Background: Biomedical semantic relationship extraction could reveal important biomedical entities and the semantic relationships between them, providing a crucial foundation for the biomedical knowledge discovery, clinical decision making and other artificial intelligence applications. Identifying the causal relationships between diseases is a significant research field, since it expedites the identification of underlying disease pathogenesis mechanisms and promote better disease prevention and treatment.
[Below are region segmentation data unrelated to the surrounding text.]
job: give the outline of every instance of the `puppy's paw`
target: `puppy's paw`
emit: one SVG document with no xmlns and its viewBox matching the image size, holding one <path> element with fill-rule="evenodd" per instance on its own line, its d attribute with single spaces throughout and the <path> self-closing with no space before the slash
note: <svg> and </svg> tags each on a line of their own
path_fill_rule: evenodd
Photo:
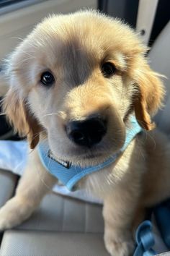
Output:
<svg viewBox="0 0 170 256">
<path fill-rule="evenodd" d="M 0 209 L 0 231 L 20 224 L 32 214 L 35 207 L 17 197 L 12 198 Z"/>
<path fill-rule="evenodd" d="M 114 233 L 114 231 L 113 231 Z M 114 236 L 108 236 L 104 234 L 104 243 L 107 251 L 112 256 L 131 256 L 135 249 L 134 242 L 131 238 L 125 240 L 123 237 Z M 114 237 L 115 236 L 115 237 Z M 115 238 L 116 237 L 116 238 Z"/>
<path fill-rule="evenodd" d="M 134 242 L 133 241 L 122 242 L 109 241 L 105 242 L 105 246 L 112 256 L 130 256 L 134 251 Z"/>
</svg>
SemRep is an effective tool for semantic relationship extraction in the biomedical field, but it is not accurate enough for disease causality extraction, bringing challenges for downstream tasks. In this study, we proposed an optimization strategy for SemRep to enhance its accuracy in disease causality extraction.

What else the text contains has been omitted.